Cluster Munition Ban Policy

Liechtenstein was among the 25 states that endorsed a formal declaration at end of the Third Review Conference of the CCW in November 2006 calling for an international agreement to “prohibit the development, production, stockpiling, transfer and use of cluster munitions that pose serious humanitarian hazards because they are for example unreliable and/or inaccurate.”[3]

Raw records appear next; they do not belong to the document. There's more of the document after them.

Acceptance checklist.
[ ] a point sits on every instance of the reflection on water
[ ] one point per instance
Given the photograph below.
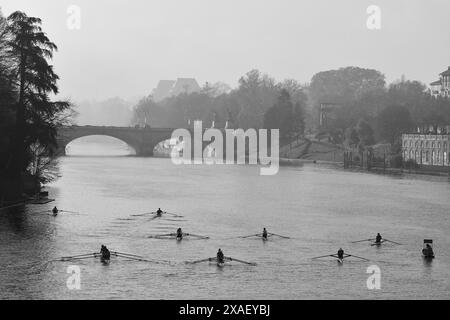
(321, 208)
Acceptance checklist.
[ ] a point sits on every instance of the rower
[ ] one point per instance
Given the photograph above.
(341, 253)
(220, 256)
(378, 238)
(105, 252)
(428, 251)
(264, 235)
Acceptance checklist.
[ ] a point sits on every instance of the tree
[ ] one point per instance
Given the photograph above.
(255, 95)
(37, 116)
(280, 116)
(393, 121)
(7, 115)
(365, 133)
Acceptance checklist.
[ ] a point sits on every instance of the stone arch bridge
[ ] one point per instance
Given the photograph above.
(142, 140)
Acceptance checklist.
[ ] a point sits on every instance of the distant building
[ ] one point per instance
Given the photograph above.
(327, 114)
(431, 148)
(171, 88)
(162, 91)
(441, 87)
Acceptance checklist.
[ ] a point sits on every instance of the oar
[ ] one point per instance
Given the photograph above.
(196, 235)
(68, 211)
(78, 258)
(362, 240)
(328, 255)
(198, 261)
(241, 261)
(173, 214)
(162, 235)
(351, 255)
(392, 241)
(279, 235)
(82, 255)
(252, 235)
(126, 254)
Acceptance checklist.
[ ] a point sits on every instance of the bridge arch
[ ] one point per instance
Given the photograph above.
(142, 140)
(96, 145)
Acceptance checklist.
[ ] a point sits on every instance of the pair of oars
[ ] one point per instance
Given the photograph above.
(268, 234)
(225, 258)
(114, 253)
(166, 236)
(158, 214)
(345, 256)
(373, 239)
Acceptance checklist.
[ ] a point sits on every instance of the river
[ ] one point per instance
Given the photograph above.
(321, 208)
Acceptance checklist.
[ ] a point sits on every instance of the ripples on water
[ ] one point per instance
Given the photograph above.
(321, 208)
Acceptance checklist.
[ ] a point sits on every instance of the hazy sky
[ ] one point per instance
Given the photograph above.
(124, 47)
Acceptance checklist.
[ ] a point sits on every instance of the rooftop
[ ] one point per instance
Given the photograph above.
(446, 72)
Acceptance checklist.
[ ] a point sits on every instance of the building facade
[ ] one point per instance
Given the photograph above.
(171, 88)
(427, 149)
(441, 87)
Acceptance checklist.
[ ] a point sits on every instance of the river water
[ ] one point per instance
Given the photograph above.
(321, 208)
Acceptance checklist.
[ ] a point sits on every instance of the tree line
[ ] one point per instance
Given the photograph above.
(29, 118)
(365, 109)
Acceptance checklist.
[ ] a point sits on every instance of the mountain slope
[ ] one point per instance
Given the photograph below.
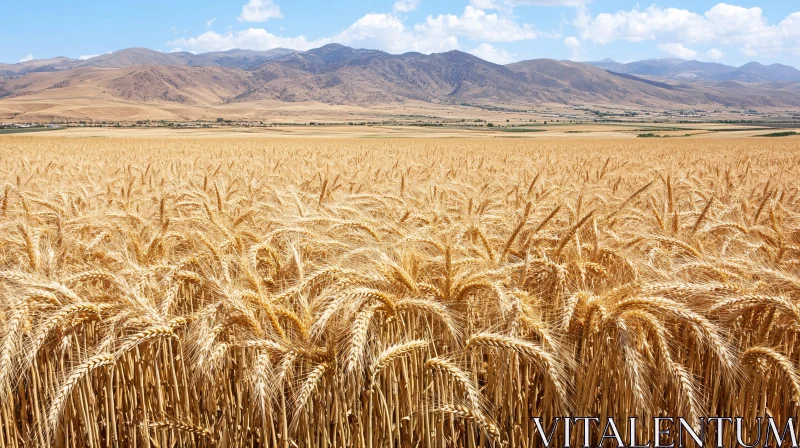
(707, 71)
(338, 75)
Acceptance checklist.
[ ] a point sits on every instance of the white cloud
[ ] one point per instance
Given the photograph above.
(575, 48)
(252, 39)
(510, 4)
(724, 24)
(492, 54)
(476, 24)
(715, 54)
(387, 32)
(678, 51)
(260, 11)
(405, 5)
(383, 31)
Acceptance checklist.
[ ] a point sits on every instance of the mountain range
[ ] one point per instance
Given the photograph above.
(706, 71)
(339, 75)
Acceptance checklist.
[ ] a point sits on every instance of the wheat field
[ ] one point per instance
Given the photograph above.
(374, 293)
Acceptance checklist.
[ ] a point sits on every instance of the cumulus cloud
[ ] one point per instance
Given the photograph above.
(715, 54)
(260, 11)
(251, 39)
(383, 31)
(510, 4)
(724, 24)
(405, 5)
(476, 24)
(678, 51)
(492, 54)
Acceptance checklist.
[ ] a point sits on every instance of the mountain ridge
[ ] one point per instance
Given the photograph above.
(672, 68)
(339, 75)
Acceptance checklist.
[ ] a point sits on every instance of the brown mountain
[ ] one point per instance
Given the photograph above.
(338, 75)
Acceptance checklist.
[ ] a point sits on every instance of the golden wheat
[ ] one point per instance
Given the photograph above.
(303, 293)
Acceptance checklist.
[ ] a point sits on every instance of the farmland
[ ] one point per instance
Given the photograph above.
(391, 292)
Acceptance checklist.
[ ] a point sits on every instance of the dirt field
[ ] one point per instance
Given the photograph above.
(227, 288)
(558, 131)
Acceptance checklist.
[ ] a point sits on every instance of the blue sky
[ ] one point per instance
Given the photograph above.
(498, 30)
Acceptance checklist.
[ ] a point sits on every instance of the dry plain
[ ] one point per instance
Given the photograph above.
(238, 289)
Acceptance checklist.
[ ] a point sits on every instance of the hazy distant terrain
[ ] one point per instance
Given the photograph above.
(121, 85)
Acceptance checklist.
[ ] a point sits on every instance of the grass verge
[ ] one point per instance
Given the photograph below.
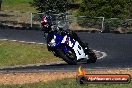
(67, 83)
(14, 53)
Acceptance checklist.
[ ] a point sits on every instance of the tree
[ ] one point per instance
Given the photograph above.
(45, 5)
(0, 4)
(105, 8)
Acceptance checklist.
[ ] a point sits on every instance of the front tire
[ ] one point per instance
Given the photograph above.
(72, 60)
(92, 57)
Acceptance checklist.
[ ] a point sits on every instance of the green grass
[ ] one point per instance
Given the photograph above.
(13, 53)
(67, 83)
(18, 5)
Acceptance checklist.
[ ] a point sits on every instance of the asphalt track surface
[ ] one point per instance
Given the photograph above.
(117, 46)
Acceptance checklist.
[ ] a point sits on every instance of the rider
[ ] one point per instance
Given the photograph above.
(46, 23)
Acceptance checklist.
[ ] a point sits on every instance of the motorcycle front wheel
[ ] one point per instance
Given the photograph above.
(69, 56)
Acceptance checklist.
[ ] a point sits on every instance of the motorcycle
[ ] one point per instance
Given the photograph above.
(63, 44)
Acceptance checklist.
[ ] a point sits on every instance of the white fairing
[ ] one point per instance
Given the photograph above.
(77, 48)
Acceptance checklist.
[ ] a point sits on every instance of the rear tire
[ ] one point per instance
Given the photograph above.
(66, 58)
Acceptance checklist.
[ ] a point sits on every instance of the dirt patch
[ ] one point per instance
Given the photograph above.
(22, 78)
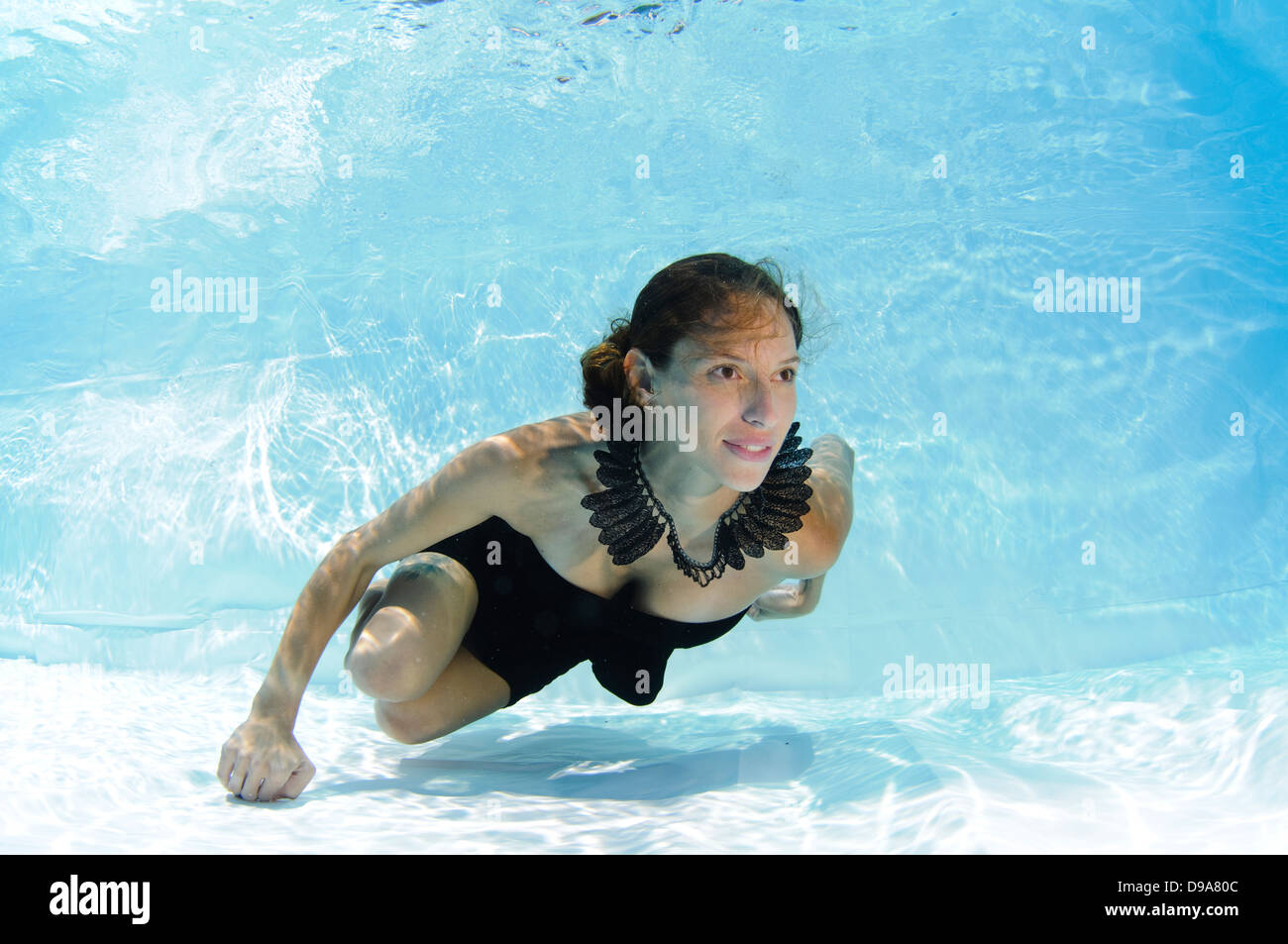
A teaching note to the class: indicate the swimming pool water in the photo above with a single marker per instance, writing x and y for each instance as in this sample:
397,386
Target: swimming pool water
429,211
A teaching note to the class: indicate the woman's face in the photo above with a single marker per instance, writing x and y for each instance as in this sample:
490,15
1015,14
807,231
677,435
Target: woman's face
742,387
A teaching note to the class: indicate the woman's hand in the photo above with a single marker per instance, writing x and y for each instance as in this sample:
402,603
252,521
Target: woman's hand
263,762
787,600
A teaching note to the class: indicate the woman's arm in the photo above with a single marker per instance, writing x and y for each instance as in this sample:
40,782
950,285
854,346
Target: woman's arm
262,760
463,493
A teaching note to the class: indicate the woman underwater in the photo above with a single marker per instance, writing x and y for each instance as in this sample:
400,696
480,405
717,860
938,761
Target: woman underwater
545,543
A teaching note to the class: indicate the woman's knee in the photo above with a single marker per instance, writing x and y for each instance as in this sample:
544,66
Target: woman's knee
407,639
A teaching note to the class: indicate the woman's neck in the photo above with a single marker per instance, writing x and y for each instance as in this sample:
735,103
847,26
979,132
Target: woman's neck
691,496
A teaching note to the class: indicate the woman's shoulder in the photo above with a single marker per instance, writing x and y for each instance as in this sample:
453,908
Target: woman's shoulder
558,458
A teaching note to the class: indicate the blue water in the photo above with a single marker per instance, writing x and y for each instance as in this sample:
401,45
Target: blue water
442,205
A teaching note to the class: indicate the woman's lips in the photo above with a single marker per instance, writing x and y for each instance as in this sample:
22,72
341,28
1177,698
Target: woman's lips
750,455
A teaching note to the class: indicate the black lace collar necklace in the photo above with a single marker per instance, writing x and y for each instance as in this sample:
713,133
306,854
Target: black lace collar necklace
631,519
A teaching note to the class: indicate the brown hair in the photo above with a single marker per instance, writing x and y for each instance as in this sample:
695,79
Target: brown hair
677,303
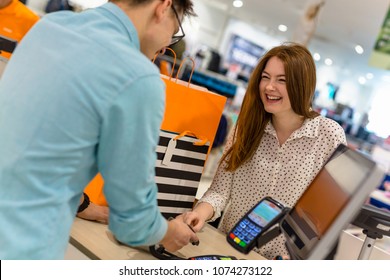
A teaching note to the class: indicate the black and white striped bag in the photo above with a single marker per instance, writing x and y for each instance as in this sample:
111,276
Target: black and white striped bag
179,167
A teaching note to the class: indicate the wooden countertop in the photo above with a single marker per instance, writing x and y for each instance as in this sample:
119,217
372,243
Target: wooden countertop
97,242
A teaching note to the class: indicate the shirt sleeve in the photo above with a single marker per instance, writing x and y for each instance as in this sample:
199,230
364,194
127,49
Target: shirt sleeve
126,160
219,192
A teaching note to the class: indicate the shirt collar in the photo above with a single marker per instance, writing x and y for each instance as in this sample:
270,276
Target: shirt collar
120,15
309,128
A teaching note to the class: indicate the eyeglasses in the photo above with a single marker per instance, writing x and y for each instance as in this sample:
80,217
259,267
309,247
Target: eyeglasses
176,38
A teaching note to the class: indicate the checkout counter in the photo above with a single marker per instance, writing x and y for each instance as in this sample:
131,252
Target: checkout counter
95,241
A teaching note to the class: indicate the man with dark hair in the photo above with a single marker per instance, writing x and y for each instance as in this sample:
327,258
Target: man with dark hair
86,98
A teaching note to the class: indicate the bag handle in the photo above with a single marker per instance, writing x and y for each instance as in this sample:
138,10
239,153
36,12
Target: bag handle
202,140
174,60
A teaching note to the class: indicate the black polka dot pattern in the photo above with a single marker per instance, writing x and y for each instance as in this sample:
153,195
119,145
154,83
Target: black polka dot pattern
282,172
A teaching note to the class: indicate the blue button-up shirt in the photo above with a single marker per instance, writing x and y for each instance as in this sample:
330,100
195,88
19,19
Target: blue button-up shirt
77,98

Liechtenstein participated in the Oslo Conference on Cluster Munitions in February 2007 and endorsed the Oslo Declaration, thereby committing to conclude a new treaty in 2008. Liechtenstein attended the Vienna Conference in December 2007, and, although it did not attend the Wellington Conference in February 2008, it endorsed the Wellington Declaration, indicating its intention to participate in the formal negotiations in Dublin in May. However, Liechtenstein did not attend the negotiations.

Upon signing the convention, Liechtenstein pledged “the ratification of this treaty at the earliest possible date.” In a statement reiterating its full support for the convention, and praising the cooperative nature of the Oslo Process as a means for the convention to acquire universal adherence, Liechtenstein stated, “We are all aware that we have a long way to go until we reach this final goal. Determined political will and concerted efforts are required to reach it. We stand ready to make our contribution to that end.”[4]

[1] Letter from Christine Stehrenberger, Deputy Director, Office for Foreign Affairs, 10 February 2009. Due to the longstanding Customs Union Treaty with Switzerland, the import and export of goods in Liechtenstein is governed by Swiss legislation. In order for Liechtenstein and Switzerland to incorporate national implementation of the convention into legislation, “an amendment of the Swiss Federal Act on War Material (Schweizerisches Kreigsmaterialgesetz), which is to a large extent applicable to Liechtenstein, will be necessary.”

[2] Ibid.

[3] Declaration on Cluster Munitions, presented by Austria, Belgium, Bosnia and Herzegovina, Croatia, Costa Rica, Czech Republic, Denmark, Germany, Holy See, Hungary, Ireland, Liechtenstein, Lithuania, Luxembourg, Malta, Mexico, New Zealand, Norway, Peru, Portugal, Serbia, Slovakia, Slovenia, Sweden, and Switzerland, Third Review Conference of the States Parties to the CCW, Geneva, CCW/CONF.III/WP.18, 17 November 2006.

[4] Statement by Daniel Ospelt, Permanent Representative of Liechtenstein to the Council of Europe, Convention on Cluster Munitions Signing Conference, Oslo, 3 December 2008.